In September 2011, Monsanto, which has the largest share of the global market for seeds, won yet another case—its website lists its many victories— for patent infringement against Indiana farmer Vernon Bowman for planting and saving its herbicide-tolerant seeds although he was using only undifferentiated “commodity” seeds. Commodity seeds are a mix of seeds that come from farms using Monsanto’s patented Roundup Ready technology and others that do not. As such, no licensing agreements are required for the sale of these seeds. Here is the genesis of this case: Bowman bought Monsanto’s Roundup Ready soybean, a herbicide resistant variety, from its licenced seed producer Pioneer Hi-Bred and signed a contract that contained restrictions identical to Monsanto’s Technology Agreement that does not allow farmers to reuse the seeds. From 2000 onwards, Bowman continued to buy seeds from Pioneer and planted them each year as first crop in each season; scrupulously, he did not save seed from this crop.

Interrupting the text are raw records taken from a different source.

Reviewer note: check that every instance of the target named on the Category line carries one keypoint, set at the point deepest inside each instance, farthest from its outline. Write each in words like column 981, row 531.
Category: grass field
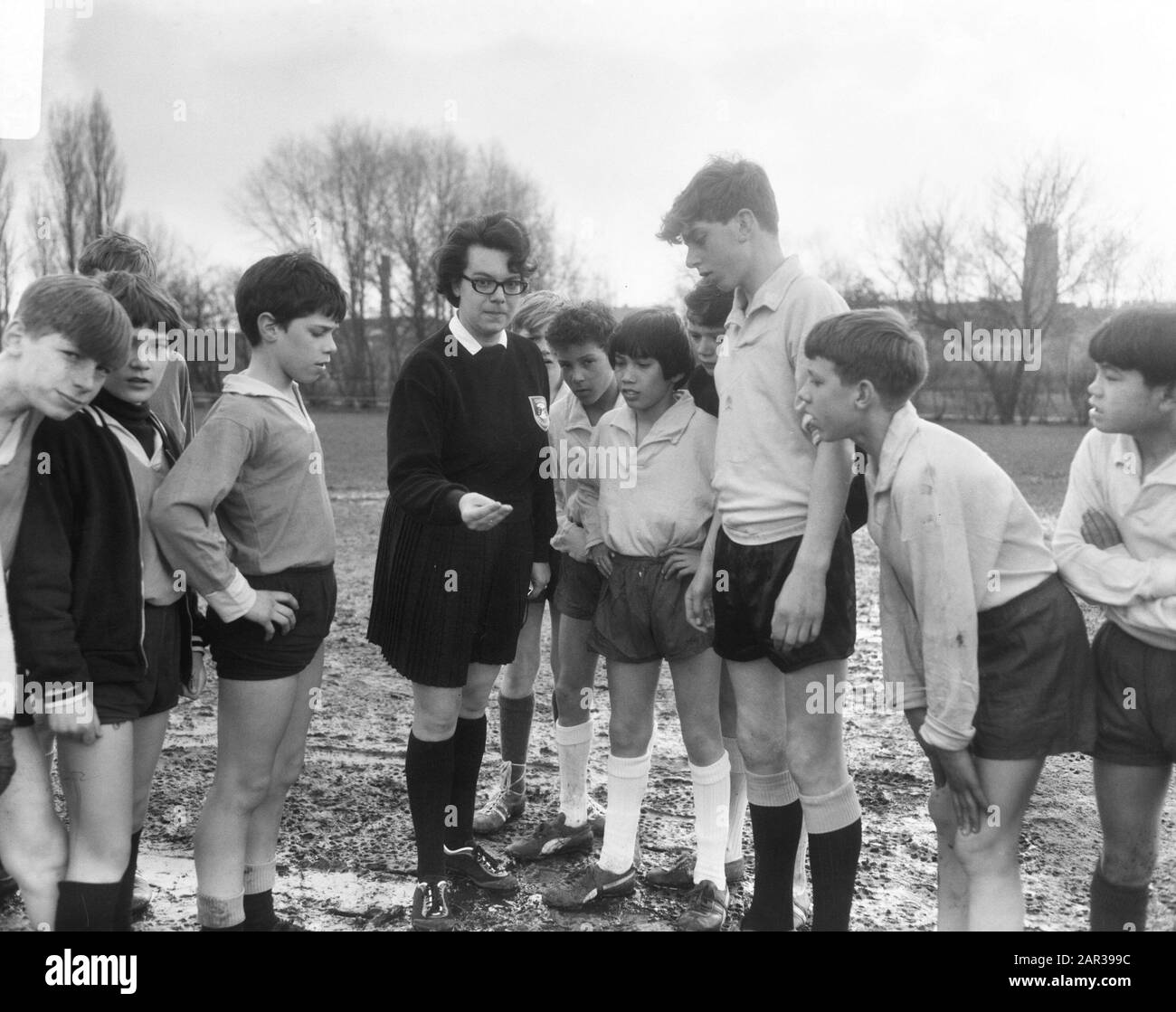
column 1038, row 458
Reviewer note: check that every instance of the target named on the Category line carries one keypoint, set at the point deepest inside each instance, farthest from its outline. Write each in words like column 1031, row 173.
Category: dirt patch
column 346, row 857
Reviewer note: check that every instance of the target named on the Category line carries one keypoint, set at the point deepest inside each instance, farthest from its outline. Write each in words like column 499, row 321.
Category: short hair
column 116, row 251
column 720, row 191
column 581, row 324
column 536, row 313
column 1143, row 340
column 875, row 345
column 81, row 310
column 708, row 306
column 498, row 231
column 287, row 286
column 655, row 334
column 146, row 302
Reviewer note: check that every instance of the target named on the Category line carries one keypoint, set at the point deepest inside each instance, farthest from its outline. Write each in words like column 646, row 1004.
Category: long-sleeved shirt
column 1135, row 581
column 571, row 436
column 955, row 537
column 254, row 469
column 763, row 459
column 650, row 498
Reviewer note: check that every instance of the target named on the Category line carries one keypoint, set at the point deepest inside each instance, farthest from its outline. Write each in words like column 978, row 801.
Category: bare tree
column 106, row 174
column 7, row 241
column 70, row 180
column 1038, row 246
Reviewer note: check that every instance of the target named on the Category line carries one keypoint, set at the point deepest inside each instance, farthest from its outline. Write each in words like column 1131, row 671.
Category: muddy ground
column 346, row 857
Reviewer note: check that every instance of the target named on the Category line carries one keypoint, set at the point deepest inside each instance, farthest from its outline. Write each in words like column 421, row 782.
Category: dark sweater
column 471, row 423
column 75, row 587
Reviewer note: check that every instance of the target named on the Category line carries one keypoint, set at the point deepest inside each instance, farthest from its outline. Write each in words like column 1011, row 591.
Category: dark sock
column 514, row 733
column 469, row 748
column 259, row 911
column 1113, row 907
column 428, row 773
column 833, row 858
column 128, row 887
column 86, row 905
column 776, row 832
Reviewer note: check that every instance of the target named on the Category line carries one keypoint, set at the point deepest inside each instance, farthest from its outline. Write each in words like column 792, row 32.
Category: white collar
column 469, row 341
column 12, row 440
column 251, row 387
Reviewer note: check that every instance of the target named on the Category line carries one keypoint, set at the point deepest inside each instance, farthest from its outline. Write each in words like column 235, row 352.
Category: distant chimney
column 1039, row 282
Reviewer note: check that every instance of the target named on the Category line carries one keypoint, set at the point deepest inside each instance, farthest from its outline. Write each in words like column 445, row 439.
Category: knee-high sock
column 834, row 824
column 469, row 748
column 86, row 905
column 712, row 802
column 1113, row 907
column 514, row 733
column 737, row 805
column 574, row 746
column 259, row 895
column 128, row 887
column 627, row 780
column 774, row 805
column 428, row 771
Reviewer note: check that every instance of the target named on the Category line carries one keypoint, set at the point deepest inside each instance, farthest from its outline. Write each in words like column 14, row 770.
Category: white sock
column 712, row 796
column 627, row 780
column 573, row 745
column 737, row 810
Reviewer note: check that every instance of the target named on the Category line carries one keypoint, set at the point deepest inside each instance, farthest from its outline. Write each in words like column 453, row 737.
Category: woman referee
column 463, row 544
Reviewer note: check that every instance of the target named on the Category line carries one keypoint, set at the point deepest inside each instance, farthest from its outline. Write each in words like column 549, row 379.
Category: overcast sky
column 850, row 105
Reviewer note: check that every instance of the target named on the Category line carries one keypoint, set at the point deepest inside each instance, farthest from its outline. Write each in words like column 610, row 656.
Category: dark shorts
column 1036, row 677
column 164, row 644
column 446, row 597
column 554, row 582
column 1136, row 699
column 748, row 580
column 580, row 588
column 641, row 615
column 240, row 649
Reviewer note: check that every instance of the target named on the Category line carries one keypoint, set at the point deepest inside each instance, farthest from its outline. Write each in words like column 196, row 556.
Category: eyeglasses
column 487, row 286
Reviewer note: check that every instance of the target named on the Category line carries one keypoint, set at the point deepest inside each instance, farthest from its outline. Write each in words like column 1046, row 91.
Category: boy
column 780, row 560
column 646, row 509
column 97, row 605
column 172, row 401
column 989, row 647
column 579, row 337
column 67, row 334
column 707, row 309
column 255, row 470
column 517, row 697
column 1115, row 544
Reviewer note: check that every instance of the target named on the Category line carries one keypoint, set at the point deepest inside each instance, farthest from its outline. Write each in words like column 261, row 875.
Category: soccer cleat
column 480, row 866
column 502, row 808
column 141, row 895
column 680, row 875
column 431, row 906
column 553, row 837
column 589, row 883
column 706, row 909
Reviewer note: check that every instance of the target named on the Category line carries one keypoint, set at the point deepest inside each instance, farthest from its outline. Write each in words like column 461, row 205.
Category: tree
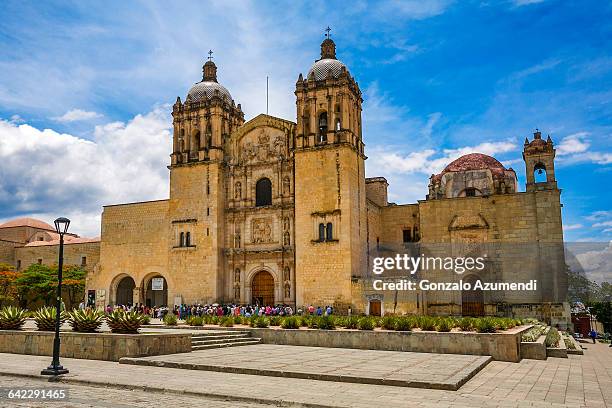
column 603, row 312
column 37, row 282
column 8, row 276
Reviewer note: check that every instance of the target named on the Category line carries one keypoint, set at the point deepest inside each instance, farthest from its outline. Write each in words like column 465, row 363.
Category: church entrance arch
column 262, row 288
column 472, row 301
column 156, row 291
column 125, row 291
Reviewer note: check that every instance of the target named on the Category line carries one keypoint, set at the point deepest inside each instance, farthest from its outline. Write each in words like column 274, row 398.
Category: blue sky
column 93, row 81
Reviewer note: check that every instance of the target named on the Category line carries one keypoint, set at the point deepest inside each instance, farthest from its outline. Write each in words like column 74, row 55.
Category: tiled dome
column 205, row 90
column 27, row 222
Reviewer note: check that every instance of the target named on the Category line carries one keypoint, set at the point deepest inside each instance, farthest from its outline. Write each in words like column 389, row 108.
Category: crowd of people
column 184, row 311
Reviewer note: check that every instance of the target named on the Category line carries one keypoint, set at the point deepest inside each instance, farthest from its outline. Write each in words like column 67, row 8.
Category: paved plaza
column 578, row 381
column 408, row 369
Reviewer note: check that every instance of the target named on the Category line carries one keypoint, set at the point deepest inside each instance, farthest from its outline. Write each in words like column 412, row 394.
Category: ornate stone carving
column 261, row 230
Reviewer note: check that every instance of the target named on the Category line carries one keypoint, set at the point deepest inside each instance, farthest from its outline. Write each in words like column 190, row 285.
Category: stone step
column 220, row 336
column 230, row 344
column 219, row 341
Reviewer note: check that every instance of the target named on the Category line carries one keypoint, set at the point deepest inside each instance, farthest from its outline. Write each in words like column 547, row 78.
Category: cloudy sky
column 85, row 89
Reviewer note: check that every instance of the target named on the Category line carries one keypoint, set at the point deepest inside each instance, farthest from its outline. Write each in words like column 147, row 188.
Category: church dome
column 208, row 87
column 27, row 222
column 324, row 67
column 474, row 161
column 328, row 64
column 205, row 90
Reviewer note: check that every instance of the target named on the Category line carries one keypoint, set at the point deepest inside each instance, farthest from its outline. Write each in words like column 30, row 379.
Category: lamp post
column 61, row 226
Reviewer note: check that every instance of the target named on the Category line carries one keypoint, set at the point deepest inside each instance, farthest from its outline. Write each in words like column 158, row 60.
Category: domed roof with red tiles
column 27, row 222
column 474, row 161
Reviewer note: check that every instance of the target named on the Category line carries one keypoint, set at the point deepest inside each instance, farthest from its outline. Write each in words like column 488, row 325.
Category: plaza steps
column 220, row 339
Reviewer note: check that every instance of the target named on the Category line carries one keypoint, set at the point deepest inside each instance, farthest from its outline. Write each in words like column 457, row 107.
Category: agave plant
column 45, row 318
column 12, row 318
column 120, row 321
column 85, row 321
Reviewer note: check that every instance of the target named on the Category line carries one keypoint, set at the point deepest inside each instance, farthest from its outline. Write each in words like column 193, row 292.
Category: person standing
column 593, row 335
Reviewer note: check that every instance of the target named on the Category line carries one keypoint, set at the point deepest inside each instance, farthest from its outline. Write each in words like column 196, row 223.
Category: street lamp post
column 61, row 226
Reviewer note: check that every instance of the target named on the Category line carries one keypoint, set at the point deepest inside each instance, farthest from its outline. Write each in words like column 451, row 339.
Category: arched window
column 263, row 192
column 321, row 232
column 329, row 232
column 323, row 127
column 196, row 140
column 539, row 173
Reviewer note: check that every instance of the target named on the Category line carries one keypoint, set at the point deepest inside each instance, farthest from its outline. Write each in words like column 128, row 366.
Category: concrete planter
column 501, row 346
column 94, row 346
column 534, row 350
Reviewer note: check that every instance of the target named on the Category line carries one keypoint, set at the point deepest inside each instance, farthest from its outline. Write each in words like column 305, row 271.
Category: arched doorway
column 156, row 292
column 125, row 291
column 262, row 288
column 472, row 301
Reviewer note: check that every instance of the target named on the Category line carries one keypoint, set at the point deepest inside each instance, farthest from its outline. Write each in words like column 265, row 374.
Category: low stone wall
column 501, row 346
column 534, row 350
column 94, row 346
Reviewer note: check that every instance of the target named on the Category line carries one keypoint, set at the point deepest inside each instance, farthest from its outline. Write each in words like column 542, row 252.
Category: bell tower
column 539, row 157
column 330, row 183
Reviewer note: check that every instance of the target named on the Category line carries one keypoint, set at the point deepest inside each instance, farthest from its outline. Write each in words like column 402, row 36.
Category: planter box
column 501, row 346
column 560, row 352
column 534, row 350
column 94, row 346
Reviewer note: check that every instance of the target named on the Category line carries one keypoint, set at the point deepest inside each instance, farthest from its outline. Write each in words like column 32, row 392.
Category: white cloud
column 520, row 3
column 46, row 173
column 75, row 115
column 575, row 143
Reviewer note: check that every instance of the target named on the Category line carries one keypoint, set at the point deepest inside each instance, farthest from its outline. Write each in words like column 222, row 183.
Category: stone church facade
column 273, row 211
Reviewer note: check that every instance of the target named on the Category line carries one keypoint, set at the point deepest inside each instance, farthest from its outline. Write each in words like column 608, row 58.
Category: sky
column 86, row 90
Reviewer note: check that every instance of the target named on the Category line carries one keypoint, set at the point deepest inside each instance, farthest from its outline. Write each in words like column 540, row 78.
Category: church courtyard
column 578, row 381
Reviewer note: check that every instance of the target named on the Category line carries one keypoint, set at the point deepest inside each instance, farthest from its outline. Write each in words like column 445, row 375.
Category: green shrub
column 365, row 323
column 226, row 321
column 552, row 338
column 85, row 321
column 326, row 322
column 389, row 322
column 444, row 325
column 466, row 323
column 290, row 322
column 404, row 324
column 486, row 325
column 194, row 321
column 304, row 321
column 259, row 321
column 351, row 322
column 427, row 323
column 12, row 318
column 170, row 319
column 120, row 321
column 45, row 318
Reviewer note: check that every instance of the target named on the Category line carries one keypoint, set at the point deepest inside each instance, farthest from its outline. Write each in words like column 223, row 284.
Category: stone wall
column 94, row 346
column 48, row 254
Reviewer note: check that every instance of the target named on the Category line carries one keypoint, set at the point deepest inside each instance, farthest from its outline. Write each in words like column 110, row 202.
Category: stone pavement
column 578, row 381
column 86, row 395
column 406, row 369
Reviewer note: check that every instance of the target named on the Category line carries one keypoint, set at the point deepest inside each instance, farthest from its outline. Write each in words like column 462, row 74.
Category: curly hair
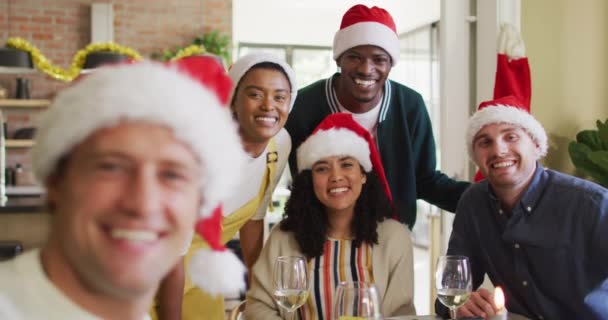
column 305, row 215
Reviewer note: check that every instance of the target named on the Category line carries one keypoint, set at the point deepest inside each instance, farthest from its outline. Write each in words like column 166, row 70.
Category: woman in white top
column 264, row 93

But Bowman also bought commodity soybean seed from a local grain elevator for his late-season second crop and applied a glyphosate-based herbicide on them. Quite a few of these plants exhibited the glyphosate tolerant trait, and he saved the seed from this harvest for replanting as his second crop. He also supplemented the supply with regular purchases from a grain elevator.
Monsanto, which clearly boasts intelligence capabilities better than that of the CIA, learned of this and wrote to Bowman. Thereafter, in 2007 it sued the farmer. In September 2009, the district court granted summary judgement against Bowman, ordering him to pay US $84,456.20 to Monsanto.
Bowman appealed to the Court of Appeals for the Federal Circuit arguing that Monsanto’s patent rights were exhausted with respect to second-generation soybean seeds. Besides, the seeds were bought in grain elevators as undifferentiated commodity.
Patent experts say that according to the doctrine of patent exhaustion, the first authorised sale of a patented item terminates all patent rights on it. Monsanto, however, contends that the doctrine of patent exhaustion does not apply to sales of second-generation seeds. It also claims that a licenced grower’s sale of harvested soybeans to a grain elevator is not an “authorised sale”.
To an ordinary reader this issue would appear as a bizarre claim: how can there be patent infringement if the seeds are sold in a mix of undifferentiated “commodity” seeds? If that argument makes a non-legal person’s head spin here is more: Monsanto also argues that even if the doctrine of patent exhaustion is applied to commodity seeds, Bowman remains liable for patent infringement because patent protection applies independently to each generation of soybeans that contains the patented trait.
The Federal Circuit—unsurprisingly, say US patent attorneys— agreed the doctrine of patent exhaustion did not prevent an infringement action against Bow man. “Even if Monsanto’s patent rights in the commodity seeds are exhausted,” the court said, “such a conclusion would be of no consequence because once a grower, like Bowman, plants the commodity seeds containing Monsanto’s Roundup Ready technology … the grower has created a newly infringing article.”
The more troubling issue here is this: with seed companies, specially Monsanto, having carpeted the market with their GM seeds—94 per cent in the case of US soybean—how would a farmer who did not want to grow the patented GM variety go about it? Think about it.